Per tradizione antica la professione di avvocato è considerata lavoro
autonomo, ma non viene considerata attività di impresa perché l'avvocato
è sempre stato concepito (per ovvie ragioni culturali e sociali, come lo
scarso numero di persone con abbastanza danaro da permettersi
un'istruzione superiore) come uomo avveduto di cultura ampia che mette in
opera le proprie conoscenze, contribuendo all'interesse pubblico affinché
sia fatta giustizia (vd. formula di giuramento ancora prevista).

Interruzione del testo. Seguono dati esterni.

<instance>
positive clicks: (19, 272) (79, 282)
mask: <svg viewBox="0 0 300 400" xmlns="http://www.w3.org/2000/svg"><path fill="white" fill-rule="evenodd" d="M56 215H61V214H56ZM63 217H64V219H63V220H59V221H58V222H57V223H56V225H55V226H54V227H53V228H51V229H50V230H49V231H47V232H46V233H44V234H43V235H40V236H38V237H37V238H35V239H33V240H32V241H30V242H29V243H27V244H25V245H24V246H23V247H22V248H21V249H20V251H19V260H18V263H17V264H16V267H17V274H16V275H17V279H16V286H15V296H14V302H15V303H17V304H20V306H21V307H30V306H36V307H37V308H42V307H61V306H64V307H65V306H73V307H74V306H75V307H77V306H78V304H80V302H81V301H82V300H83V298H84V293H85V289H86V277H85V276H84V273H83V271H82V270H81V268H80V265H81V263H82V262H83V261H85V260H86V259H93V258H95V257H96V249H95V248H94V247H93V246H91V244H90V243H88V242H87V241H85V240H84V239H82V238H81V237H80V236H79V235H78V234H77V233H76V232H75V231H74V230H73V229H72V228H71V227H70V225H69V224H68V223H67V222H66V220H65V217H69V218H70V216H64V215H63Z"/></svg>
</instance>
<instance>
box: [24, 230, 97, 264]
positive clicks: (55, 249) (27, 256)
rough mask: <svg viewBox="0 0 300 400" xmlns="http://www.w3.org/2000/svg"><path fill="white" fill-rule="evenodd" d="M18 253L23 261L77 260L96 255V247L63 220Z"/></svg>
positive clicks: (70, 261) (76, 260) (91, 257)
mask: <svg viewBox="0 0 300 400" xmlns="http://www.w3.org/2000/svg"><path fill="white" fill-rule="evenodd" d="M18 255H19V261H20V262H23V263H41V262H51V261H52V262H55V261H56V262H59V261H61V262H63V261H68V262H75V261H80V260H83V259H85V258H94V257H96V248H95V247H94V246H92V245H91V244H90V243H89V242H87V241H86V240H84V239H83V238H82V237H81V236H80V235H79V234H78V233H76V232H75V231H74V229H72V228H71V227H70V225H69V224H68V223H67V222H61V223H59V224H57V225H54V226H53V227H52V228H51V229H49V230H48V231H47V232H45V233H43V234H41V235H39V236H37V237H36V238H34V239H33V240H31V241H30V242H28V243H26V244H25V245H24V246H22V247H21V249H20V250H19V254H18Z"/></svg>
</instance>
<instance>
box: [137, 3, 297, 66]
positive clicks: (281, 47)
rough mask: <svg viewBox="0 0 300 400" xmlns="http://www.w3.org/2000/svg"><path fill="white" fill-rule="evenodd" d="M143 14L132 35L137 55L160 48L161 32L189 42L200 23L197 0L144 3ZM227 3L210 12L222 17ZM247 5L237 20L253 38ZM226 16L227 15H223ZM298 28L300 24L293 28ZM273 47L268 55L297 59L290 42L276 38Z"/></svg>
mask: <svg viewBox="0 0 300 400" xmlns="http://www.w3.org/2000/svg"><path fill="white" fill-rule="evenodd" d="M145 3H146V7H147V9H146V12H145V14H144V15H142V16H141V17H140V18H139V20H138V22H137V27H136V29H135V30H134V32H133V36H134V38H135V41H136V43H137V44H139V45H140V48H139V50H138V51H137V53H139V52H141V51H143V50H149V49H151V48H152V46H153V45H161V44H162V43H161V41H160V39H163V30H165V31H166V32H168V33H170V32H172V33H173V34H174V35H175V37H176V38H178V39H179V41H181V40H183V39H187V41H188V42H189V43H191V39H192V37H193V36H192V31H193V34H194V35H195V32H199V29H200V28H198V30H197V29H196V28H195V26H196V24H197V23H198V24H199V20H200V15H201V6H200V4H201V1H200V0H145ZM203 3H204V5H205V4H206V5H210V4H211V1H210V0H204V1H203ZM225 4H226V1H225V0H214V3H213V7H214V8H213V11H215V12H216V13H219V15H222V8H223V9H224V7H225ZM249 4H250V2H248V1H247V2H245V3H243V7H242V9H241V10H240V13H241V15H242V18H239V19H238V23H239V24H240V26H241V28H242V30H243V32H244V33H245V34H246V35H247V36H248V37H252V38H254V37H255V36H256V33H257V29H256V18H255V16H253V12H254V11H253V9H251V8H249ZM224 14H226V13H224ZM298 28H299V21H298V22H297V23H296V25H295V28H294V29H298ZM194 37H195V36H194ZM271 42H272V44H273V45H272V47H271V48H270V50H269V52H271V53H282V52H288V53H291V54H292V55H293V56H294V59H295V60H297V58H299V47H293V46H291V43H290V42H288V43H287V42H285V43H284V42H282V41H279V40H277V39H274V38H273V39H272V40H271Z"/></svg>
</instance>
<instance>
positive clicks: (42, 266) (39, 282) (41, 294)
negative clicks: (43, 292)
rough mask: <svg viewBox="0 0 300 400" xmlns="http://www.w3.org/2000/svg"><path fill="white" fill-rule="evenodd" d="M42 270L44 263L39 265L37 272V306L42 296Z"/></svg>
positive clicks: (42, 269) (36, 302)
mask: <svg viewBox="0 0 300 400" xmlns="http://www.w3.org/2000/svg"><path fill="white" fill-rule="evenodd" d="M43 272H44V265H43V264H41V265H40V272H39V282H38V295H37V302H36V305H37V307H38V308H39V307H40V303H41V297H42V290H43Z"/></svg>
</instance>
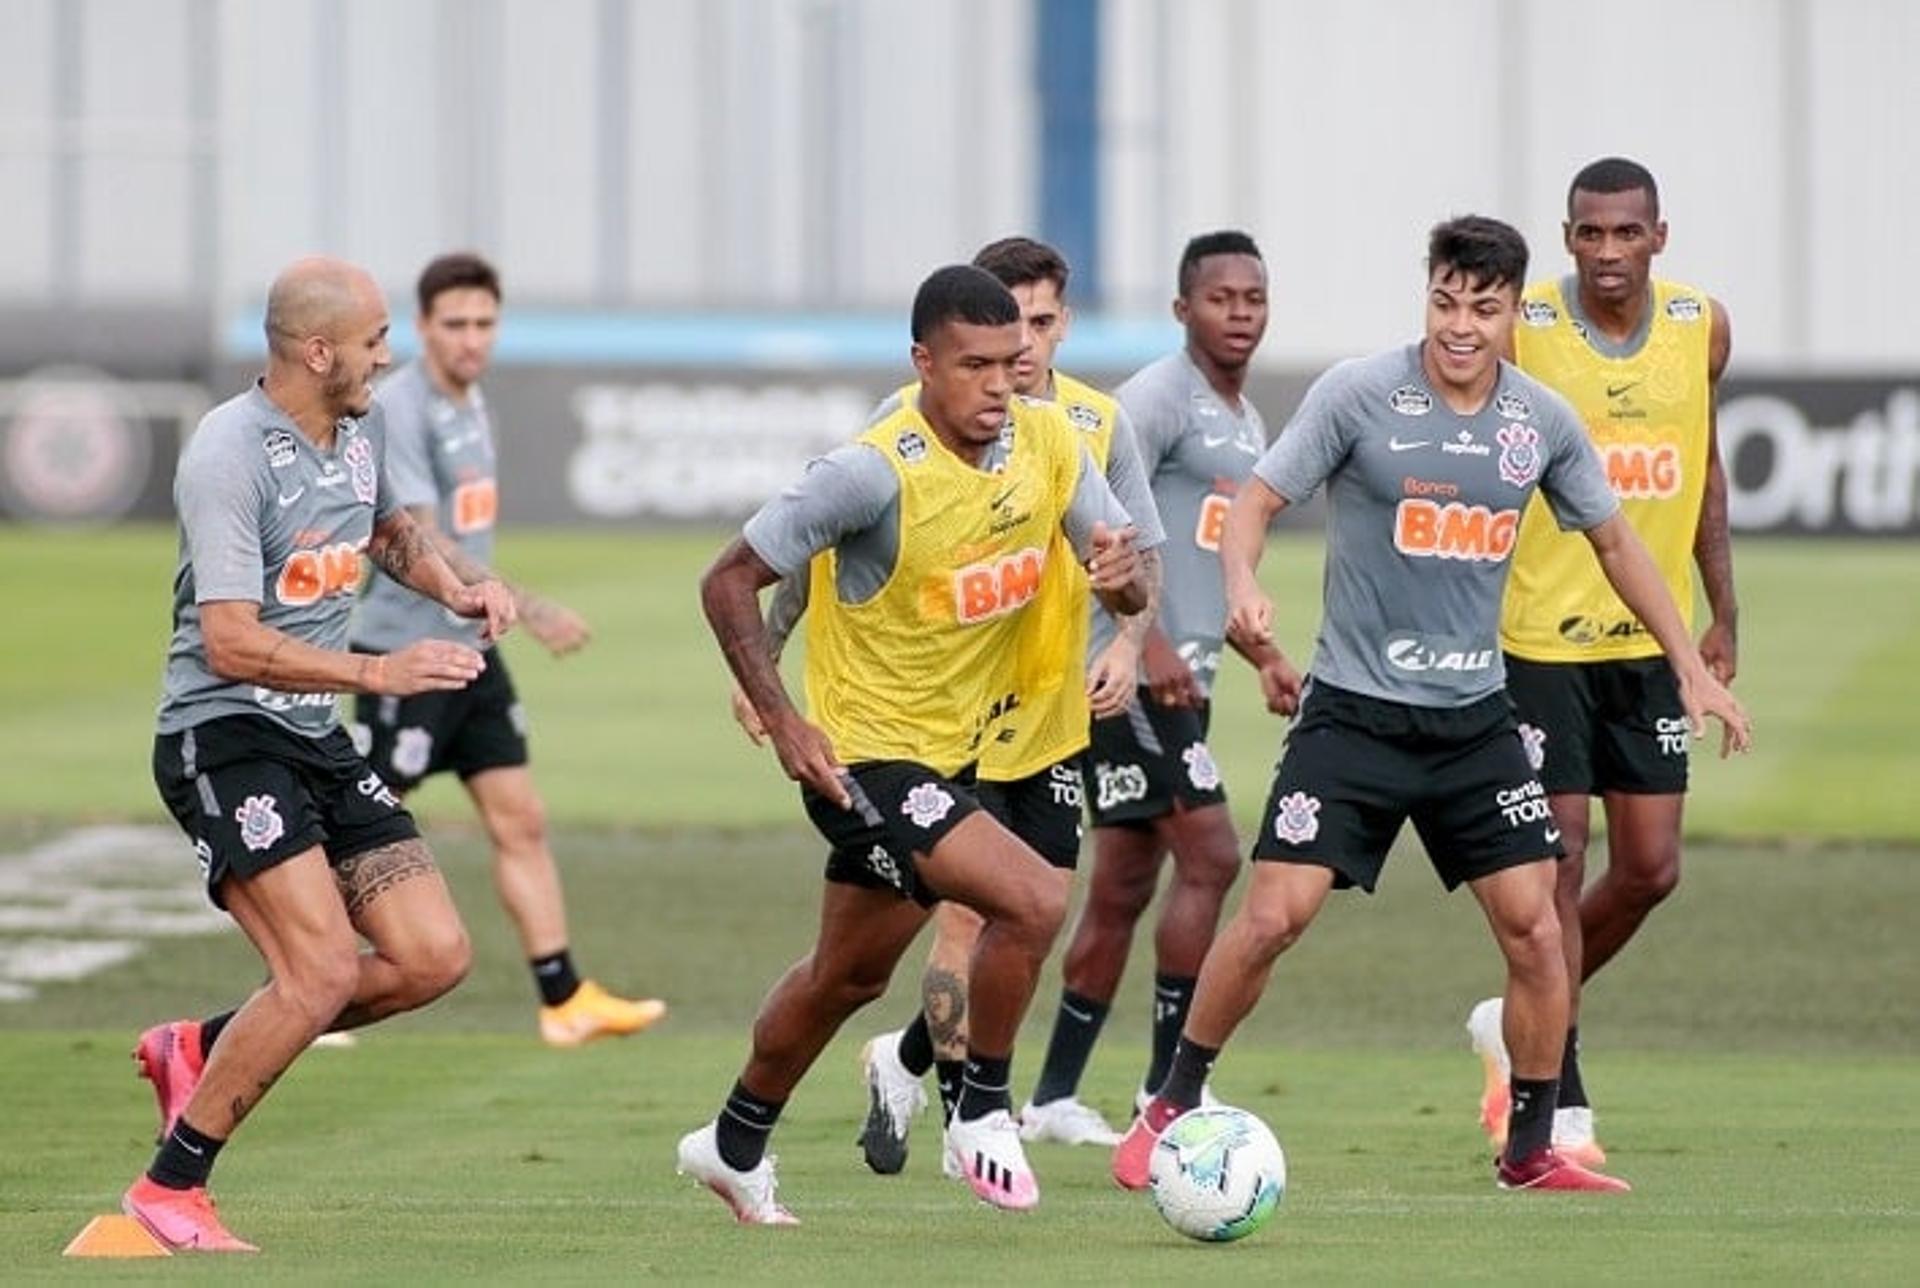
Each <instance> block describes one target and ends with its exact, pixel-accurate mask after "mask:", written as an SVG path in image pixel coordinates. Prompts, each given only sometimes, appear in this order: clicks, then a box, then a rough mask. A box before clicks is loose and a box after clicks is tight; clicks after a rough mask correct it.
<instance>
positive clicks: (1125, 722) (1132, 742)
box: [1087, 689, 1227, 827]
mask: <svg viewBox="0 0 1920 1288" xmlns="http://www.w3.org/2000/svg"><path fill="white" fill-rule="evenodd" d="M1212 712H1213V706H1212V703H1202V704H1200V706H1196V708H1194V706H1162V704H1160V703H1156V701H1154V699H1152V693H1150V691H1148V689H1140V691H1139V693H1135V695H1133V704H1131V706H1127V710H1125V712H1121V714H1119V716H1108V718H1104V720H1094V722H1092V745H1091V747H1089V749H1087V785H1089V793H1087V795H1089V800H1091V808H1089V814H1092V825H1094V827H1127V825H1139V823H1148V822H1152V820H1156V818H1164V816H1167V814H1171V812H1173V804H1175V802H1179V804H1183V806H1187V808H1198V806H1202V804H1225V802H1227V791H1225V787H1221V781H1219V766H1215V764H1213V752H1212V751H1210V749H1208V745H1206V729H1208V718H1210V716H1212Z"/></svg>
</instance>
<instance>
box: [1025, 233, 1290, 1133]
mask: <svg viewBox="0 0 1920 1288" xmlns="http://www.w3.org/2000/svg"><path fill="white" fill-rule="evenodd" d="M1173 317H1175V319H1179V322H1181V324H1183V326H1185V328H1187V344H1185V346H1183V347H1181V349H1179V351H1177V353H1169V355H1167V357H1164V359H1160V361H1156V363H1152V365H1150V367H1146V369H1144V370H1140V372H1137V374H1135V376H1133V378H1129V380H1127V382H1125V384H1123V386H1119V405H1121V409H1125V413H1127V415H1129V417H1131V420H1133V424H1135V426H1137V430H1139V438H1140V457H1142V461H1144V465H1146V472H1148V478H1150V480H1152V489H1154V503H1156V505H1158V507H1160V518H1162V522H1164V524H1165V530H1167V543H1165V553H1164V564H1165V574H1164V584H1165V589H1164V595H1162V603H1160V616H1158V622H1156V624H1154V628H1152V630H1150V632H1148V633H1146V647H1144V651H1142V656H1140V668H1142V676H1140V680H1142V683H1140V687H1139V691H1137V695H1135V699H1133V703H1131V706H1129V708H1127V710H1125V712H1121V714H1116V716H1106V718H1102V720H1096V722H1094V726H1092V747H1091V751H1089V752H1087V760H1089V764H1091V774H1089V783H1087V785H1089V795H1091V814H1092V823H1094V831H1092V837H1094V860H1092V879H1091V883H1089V889H1087V902H1085V906H1083V908H1081V914H1079V923H1077V925H1075V927H1073V939H1071V942H1069V944H1068V952H1066V962H1064V964H1062V973H1064V989H1062V994H1060V1010H1058V1014H1056V1017H1054V1033H1052V1040H1050V1042H1048V1046H1046V1063H1044V1065H1043V1069H1041V1077H1039V1083H1037V1085H1035V1088H1033V1098H1031V1100H1029V1102H1027V1106H1025V1108H1023V1109H1021V1111H1020V1129H1021V1134H1023V1136H1025V1138H1027V1140H1058V1142H1064V1144H1114V1142H1116V1140H1119V1134H1117V1133H1116V1131H1114V1129H1112V1127H1108V1123H1106V1119H1104V1117H1102V1115H1100V1111H1098V1109H1094V1108H1092V1106H1089V1104H1085V1102H1081V1100H1079V1094H1077V1092H1079V1081H1081V1073H1083V1071H1085V1069H1087V1058H1089V1056H1091V1054H1092V1044H1094V1040H1096V1038H1098V1037H1100V1027H1102V1023H1104V1021H1106V1012H1108V1008H1110V1004H1112V1000H1114V994H1116V990H1117V989H1119V977H1121V971H1123V969H1125V966H1127V950H1129V946H1131V944H1133V927H1135V925H1137V923H1139V919H1140V914H1142V912H1144V910H1146V904H1148V902H1152V898H1154V887H1156V885H1158V879H1160V866H1162V858H1164V856H1165V854H1167V852H1171V854H1173V883H1171V889H1169V891H1167V896H1165V902H1164V904H1162V910H1160V925H1158V927H1156V933H1154V958H1156V962H1154V971H1156V973H1154V1019H1152V1060H1150V1061H1148V1065H1146V1075H1144V1079H1142V1083H1140V1098H1139V1100H1140V1102H1144V1096H1146V1092H1150V1090H1154V1088H1156V1086H1160V1079H1162V1077H1164V1075H1165V1069H1167V1060H1169V1058H1171V1056H1173V1044H1175V1040H1179V1035H1181V1025H1183V1023H1185V1019H1187V1006H1188V1004H1190V1000H1192V989H1194V975H1198V973H1200V962H1202V960H1204V958H1206V950H1208V944H1210V942H1212V941H1213V927H1215V923H1217V921H1219V908H1221V900H1225V896H1227V889H1229V887H1231V885H1233V879H1235V875H1238V870H1240V858H1238V841H1236V839H1235V833H1233V818H1231V816H1229V814H1227V793H1225V789H1223V787H1221V779H1219V768H1217V766H1215V764H1213V752H1212V751H1210V749H1208V745H1206V729H1208V714H1210V708H1208V701H1210V693H1212V687H1213V674H1215V672H1217V670H1219V651H1221V635H1223V624H1225V620H1227V601H1225V595H1223V593H1221V578H1219V524H1221V518H1223V516H1225V514H1227V503H1229V501H1231V499H1233V493H1235V489H1236V488H1238V486H1240V484H1242V482H1244V480H1246V476H1248V472H1250V470H1252V468H1254V461H1256V459H1258V457H1260V453H1261V451H1265V447H1267V430H1265V424H1263V422H1261V418H1260V411H1258V409H1256V407H1254V405H1252V403H1250V401H1248V399H1246V397H1244V394H1242V390H1244V388H1246V370H1248V363H1250V361H1252V357H1254V349H1256V347H1260V338H1261V334H1263V332H1265V328H1267V269H1265V263H1263V261H1261V257H1260V248H1258V246H1256V244H1254V240H1252V238H1250V236H1246V234H1244V232H1208V234H1202V236H1196V238H1192V240H1190V242H1188V244H1187V248H1185V251H1183V253H1181V263H1179V296H1177V298H1175V299H1173ZM1094 630H1096V645H1104V643H1106V641H1108V639H1110V637H1112V626H1110V624H1106V622H1096V628H1094ZM1248 658H1250V660H1252V662H1254V666H1256V668H1258V672H1260V685H1261V691H1263V693H1265V695H1267V704H1269V706H1271V708H1275V710H1286V708H1288V706H1286V703H1288V701H1290V699H1288V697H1286V695H1284V691H1283V683H1281V678H1283V672H1281V670H1279V653H1277V651H1273V649H1271V647H1267V645H1254V647H1252V651H1250V653H1248Z"/></svg>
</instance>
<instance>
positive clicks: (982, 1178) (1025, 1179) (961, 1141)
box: [947, 1109, 1041, 1211]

Ciò implica il suo dovere di indipendenza e di autonomia nei confronti
persino del cliente, l'ormai abrogato divieto dell'esercizio della
professione in forma societaria ed il divieto di esercizio di qualunque
attività di natura commerciale.
Adesso, che si confonde il senso del decoro e della dignità personale con
la quantità di denaro che si riesce a raschiare prostituendo il prossimo,
ci si sta avvicinando ad una prospettiva di tipo anglosassone dove
l'avvocato esercita un'attività di impresa, senza distinguere le persone
oneste da cialtroni e truffatori.
> Ora nel caso dell'avvocato manca l'organizzazione, ovvero la struttura
> tipica dell'impresa. Nella maggior parte dei casi l'avvocato è solo,
> senza segretaria, praticanti...
Questo in alcuni casi è vero in altri è falso perché molti avvocati sono
titolari o fanno parte di studi organizzati, pagano l'IRAP, ecc.